About correlations and their importance in looking at crash data

Intro

the basic set of data in every crash report is listed below. fitting each item in the list in the pattern, context or numerical correlation of how often anyone of these items appears in a sample of crash reports helps to diagnose the problem and rule out things that are not important to reproducing the crash.

Crash Data

  crash signature
  url  --- due to privacy concerns we treat the specific site info about the place the user was visting as confidential
  uuid_url  -- link to the crash report  details
  client_crash_date  --    date_processed
       correlation of date to sets of crashes is interesting to us for events like
       https://bug519039.bugzilla.mozilla.org/attachment.cgi?id=403459
       and https://bugzilla.mozilla.org/show_bug.cgi?id=519039
  last_crash
       helps us to understand a bit about relability for each user
  product
  version
  build
  branch
        correlation of these helps us to understand which releases have the problem,
        and which don't given enough testing use
  os_name
  os_version
  cpu_name
          ditto for correlating to which kinds of systems and os'es might come into play
  address
          crashing address helps to correlate some of the signatures and stack traces
  bug_list
           ties of crash signatures to bugs where we track the problem
  user_comment
           all kind of user feedback we get when they submit crashes

then we have the module list of what was loaded into memory

and the stack trace. (the stack traces could be analyzed like signals to to better correlation of crashy code)

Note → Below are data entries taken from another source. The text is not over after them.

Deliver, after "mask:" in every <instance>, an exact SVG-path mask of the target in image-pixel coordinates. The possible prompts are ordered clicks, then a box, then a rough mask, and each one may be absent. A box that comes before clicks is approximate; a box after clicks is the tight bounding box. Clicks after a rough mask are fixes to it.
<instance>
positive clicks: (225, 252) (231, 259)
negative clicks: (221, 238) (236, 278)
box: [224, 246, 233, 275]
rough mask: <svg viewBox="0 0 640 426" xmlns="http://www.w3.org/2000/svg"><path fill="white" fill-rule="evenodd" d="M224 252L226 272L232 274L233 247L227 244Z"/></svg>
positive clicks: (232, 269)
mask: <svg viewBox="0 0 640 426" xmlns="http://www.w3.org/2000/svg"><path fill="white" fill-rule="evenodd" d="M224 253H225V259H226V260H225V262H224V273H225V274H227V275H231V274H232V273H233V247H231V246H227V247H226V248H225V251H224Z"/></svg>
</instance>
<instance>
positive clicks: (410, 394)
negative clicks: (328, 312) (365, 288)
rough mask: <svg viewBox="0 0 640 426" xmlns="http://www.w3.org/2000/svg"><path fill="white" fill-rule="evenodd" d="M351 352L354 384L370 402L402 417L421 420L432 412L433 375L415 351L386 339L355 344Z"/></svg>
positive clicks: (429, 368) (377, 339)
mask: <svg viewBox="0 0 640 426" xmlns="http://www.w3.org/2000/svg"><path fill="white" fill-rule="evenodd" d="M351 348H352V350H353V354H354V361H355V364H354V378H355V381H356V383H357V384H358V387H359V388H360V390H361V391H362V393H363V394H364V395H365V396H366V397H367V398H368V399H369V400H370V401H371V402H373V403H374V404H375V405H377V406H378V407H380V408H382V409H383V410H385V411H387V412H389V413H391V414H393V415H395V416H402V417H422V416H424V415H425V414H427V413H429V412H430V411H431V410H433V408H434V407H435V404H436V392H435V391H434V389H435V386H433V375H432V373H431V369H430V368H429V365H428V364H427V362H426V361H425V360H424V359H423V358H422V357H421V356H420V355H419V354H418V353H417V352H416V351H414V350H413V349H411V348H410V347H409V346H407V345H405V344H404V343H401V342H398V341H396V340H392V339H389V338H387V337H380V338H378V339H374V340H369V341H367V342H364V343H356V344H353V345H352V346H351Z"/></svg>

Modules, Addon, and Plugin Correlations

dbaron's amazing work has produced this

http://people.mozilla.com/crash_analysis/

to use it

pick a date


http://people.mozilla.com/crash_analysis/20091119/

then open up one of the files depending on which kind of corelation you are looking for and which version of firefox you are looking at.

for bug https://bugzilla.mozilla.org/show_bug.cgi?id=42771 we don't know what to suspect so we might have to look at several files, but the thing we will use to search is the stack signature

open the 20091119_Firefox-interesting-addons.txt file and search for js_GetGCThingTraceKind

to see:

 js_GetGCThingTraceKind|EXC_ARITHMETIC / EXC_I386_DIV (13 crashes)
     8% (1/13) vs.   0% (9/17895) {336dc353-5272-420c-84e7-ba1f3c9c2aeb}
     8% (1/13) vs.   0% (36/17895) lazarus@interclue.com (Lazarus: Form Recovery, https://addons.mozilla.org/addon/6984)

...

then see that there are no good addon correlations.

the left side is the correlation of this addon in the give stack signature.

the right side is the correlation of this addon across all signatures, for the product and times span of the report

So in this case, Lazarus: Form Recovery was found running in 1/13 crash rep for the js_GetGCThingTraceKind signature, and it was found running in 36 of the 17,895 total crash reports for all signatures. Similar for extension id 336dc353-5272-420c-84e7-ba1f3c9c2aeb -- ( often a google search can identify the what product that id corresponds to. we should have addon source search on-line to help in this too.

Similarly, you can then do the same checks for plugins, modules, and number of cores in the other reports in that directory, and you can check to see if correlations are the same or different for various product releases.